Assessing strategies for increasing urban routine immunization coverage of childhood vaccines in low and middle-income countries: A systematic review of peer-reviewed literature
Published Date:Sep 28 2016
Pubmed Central ID:PMC5309783
Funding:CC999999/Intramural CDC HHS/United States
Immunization programs in developing countries increasingly face challenges to ensure equitable delivery of services within cities where rapid urban growth can result in informal settlements, poor living conditions, and heterogeneous populations. A number of strategies have been utilized in developing countries to ensure high community demand and equitable availability of urban immunization services; however, a synthesis of the literature on these strategies has not previously been undertaken.
We reviewed articles published in English in peer-reviewed journals between 1990 and 2013 that assessed interventions for improving routine immunization coverage in urban areas in low- and middle-income countries. We categorized the intervention in each study into one of three groups: (1) interventions aiming to increase utilization of immunization services; (2) interventions aiming to improve availability of immunization services by healthcare providers, or (3) combined availability and utilization interventions. We summarized the main quantitative outcomes from each study and effective practices from each intervention category.
Fifteen studies were identified; 87% from the African, Eastern Mediterranean and Southeast Asian regions of the World Health Organization (WHO).
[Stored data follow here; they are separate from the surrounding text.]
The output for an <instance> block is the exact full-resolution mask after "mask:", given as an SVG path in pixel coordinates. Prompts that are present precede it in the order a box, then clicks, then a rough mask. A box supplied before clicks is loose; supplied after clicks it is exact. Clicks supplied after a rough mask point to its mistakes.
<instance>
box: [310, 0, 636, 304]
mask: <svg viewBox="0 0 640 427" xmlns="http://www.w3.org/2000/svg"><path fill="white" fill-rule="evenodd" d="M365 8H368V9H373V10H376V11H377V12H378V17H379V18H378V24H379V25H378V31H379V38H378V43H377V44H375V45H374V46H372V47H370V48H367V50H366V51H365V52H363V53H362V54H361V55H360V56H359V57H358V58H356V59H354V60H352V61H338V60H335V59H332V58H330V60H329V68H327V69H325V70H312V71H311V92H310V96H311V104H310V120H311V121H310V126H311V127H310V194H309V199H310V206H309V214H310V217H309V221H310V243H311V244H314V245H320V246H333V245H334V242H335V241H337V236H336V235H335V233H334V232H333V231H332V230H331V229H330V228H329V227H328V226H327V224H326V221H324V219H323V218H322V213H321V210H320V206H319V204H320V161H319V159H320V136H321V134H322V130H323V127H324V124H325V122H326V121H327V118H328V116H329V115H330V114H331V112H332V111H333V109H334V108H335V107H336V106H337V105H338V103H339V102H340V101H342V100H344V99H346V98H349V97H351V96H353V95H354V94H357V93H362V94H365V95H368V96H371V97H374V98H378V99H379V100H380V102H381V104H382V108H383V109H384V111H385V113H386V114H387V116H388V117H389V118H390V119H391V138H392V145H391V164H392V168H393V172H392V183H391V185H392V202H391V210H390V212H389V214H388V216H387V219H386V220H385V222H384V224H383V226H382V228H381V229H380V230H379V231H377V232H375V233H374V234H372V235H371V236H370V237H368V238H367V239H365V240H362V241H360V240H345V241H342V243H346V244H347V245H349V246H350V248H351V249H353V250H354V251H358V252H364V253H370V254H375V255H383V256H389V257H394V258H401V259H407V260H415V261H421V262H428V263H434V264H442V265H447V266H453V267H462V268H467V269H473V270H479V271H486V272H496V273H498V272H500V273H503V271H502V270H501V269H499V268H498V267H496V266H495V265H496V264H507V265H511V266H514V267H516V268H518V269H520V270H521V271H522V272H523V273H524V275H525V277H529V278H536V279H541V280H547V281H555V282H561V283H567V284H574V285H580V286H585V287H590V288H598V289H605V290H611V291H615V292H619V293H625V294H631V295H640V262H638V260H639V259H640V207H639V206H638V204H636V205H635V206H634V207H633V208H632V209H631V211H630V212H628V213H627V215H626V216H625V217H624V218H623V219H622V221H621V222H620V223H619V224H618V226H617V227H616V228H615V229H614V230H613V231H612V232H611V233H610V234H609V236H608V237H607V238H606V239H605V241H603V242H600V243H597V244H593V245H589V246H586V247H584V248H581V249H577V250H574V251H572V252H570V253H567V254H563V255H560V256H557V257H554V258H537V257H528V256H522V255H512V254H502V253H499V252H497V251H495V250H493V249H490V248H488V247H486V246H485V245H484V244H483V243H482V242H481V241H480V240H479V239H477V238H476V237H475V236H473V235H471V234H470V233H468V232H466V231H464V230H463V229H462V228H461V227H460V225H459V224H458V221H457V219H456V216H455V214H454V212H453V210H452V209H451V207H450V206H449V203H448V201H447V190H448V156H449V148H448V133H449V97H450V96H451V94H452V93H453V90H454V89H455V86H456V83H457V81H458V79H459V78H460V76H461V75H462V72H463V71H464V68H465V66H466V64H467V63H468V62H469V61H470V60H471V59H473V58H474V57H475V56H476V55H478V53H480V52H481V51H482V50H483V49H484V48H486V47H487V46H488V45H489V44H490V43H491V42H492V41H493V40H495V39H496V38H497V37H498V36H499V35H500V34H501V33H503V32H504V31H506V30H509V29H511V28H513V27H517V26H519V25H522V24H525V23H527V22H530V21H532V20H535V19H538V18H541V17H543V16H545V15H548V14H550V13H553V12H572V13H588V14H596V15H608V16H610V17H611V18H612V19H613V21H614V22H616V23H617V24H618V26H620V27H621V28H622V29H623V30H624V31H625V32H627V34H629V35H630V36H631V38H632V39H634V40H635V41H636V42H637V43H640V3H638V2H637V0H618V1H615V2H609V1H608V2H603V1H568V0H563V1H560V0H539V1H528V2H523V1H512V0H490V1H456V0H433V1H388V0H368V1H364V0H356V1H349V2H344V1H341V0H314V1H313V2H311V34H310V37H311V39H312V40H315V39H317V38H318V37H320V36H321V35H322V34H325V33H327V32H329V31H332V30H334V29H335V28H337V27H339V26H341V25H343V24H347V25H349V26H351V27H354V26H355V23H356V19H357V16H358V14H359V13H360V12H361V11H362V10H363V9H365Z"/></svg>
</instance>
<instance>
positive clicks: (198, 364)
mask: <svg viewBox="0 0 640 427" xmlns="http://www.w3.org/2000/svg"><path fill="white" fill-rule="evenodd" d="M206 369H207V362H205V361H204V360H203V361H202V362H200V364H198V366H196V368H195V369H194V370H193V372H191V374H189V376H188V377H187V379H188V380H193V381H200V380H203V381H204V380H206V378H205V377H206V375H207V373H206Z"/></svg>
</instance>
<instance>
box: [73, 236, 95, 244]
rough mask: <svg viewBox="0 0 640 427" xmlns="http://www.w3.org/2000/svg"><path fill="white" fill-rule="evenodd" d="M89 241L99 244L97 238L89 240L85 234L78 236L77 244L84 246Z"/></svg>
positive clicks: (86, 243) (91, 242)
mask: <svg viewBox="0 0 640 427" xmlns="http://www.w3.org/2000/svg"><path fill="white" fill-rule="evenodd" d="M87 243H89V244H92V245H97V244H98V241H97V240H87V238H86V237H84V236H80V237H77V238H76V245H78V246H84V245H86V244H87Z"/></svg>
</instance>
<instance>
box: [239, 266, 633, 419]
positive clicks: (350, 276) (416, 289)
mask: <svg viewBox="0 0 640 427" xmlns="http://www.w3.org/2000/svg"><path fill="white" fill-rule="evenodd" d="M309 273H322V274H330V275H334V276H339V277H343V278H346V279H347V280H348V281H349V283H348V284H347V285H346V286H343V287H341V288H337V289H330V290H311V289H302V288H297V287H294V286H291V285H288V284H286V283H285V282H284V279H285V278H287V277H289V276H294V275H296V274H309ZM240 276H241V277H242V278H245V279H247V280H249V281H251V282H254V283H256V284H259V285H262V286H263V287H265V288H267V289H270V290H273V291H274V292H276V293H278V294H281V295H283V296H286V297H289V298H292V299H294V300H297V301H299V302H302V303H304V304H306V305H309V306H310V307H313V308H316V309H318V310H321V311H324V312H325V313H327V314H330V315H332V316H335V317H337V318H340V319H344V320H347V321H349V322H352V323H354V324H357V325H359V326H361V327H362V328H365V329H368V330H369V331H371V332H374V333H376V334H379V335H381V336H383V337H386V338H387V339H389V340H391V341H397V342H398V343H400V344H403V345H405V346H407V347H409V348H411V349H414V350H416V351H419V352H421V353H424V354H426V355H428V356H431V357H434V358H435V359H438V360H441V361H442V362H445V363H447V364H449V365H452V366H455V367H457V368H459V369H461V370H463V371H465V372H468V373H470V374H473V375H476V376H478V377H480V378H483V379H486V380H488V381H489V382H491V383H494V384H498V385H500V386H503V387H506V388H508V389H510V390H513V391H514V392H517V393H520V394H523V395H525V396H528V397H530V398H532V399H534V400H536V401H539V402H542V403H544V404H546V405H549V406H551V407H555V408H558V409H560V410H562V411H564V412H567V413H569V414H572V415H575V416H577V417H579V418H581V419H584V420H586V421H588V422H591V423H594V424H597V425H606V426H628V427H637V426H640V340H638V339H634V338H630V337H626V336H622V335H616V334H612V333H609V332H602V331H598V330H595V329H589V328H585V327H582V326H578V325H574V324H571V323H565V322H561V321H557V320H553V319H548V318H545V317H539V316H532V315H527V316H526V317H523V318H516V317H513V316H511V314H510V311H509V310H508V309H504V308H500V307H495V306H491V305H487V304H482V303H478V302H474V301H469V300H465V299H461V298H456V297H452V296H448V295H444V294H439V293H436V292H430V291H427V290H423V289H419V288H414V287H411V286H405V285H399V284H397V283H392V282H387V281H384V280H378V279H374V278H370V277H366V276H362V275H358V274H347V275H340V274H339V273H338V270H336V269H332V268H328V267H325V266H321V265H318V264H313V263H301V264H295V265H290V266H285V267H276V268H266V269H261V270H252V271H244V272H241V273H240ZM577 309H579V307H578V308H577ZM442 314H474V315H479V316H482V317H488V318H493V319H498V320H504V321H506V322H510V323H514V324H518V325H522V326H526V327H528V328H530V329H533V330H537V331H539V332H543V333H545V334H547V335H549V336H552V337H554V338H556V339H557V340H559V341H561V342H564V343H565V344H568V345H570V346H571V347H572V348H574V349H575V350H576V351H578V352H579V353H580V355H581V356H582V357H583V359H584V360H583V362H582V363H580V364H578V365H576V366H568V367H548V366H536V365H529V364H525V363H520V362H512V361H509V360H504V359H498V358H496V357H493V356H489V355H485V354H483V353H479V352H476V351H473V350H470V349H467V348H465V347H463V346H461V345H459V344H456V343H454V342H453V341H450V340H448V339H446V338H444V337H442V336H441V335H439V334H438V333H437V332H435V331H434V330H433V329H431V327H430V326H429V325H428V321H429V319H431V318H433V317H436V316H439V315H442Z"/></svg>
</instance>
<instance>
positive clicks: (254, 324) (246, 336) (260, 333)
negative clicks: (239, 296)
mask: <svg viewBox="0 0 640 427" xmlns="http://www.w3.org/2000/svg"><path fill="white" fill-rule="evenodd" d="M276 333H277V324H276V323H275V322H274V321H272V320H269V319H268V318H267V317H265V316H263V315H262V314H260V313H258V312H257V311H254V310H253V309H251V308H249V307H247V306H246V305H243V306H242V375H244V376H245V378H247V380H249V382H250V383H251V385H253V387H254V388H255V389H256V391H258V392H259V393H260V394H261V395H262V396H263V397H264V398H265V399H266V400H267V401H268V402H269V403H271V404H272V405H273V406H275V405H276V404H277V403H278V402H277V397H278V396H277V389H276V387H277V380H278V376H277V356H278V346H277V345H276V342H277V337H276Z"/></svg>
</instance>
Six studies were randomized controlled trials, eight were pre- and post-intervention evaluations, and one was a cross-sectional study. Four described interventions designed to improve availability of routine immunization services, six studies described interventions that aimed to increase utilization, and five studies aiming to improve both availability and utilization of services. All studies reported positive change in their primary outcome indicator, although seven different primary outcomes indicators were used across studies. Studies varied considerably with respect to the type of intervention assessed, study design, and length of intervention assessment.
Few studies have assessed interventions designed explicitly for the unique challenges facing immunization programs in urban areas. Further research on sustainability, scalability, and cost-effectiveness of interventions is needed to fill this gap.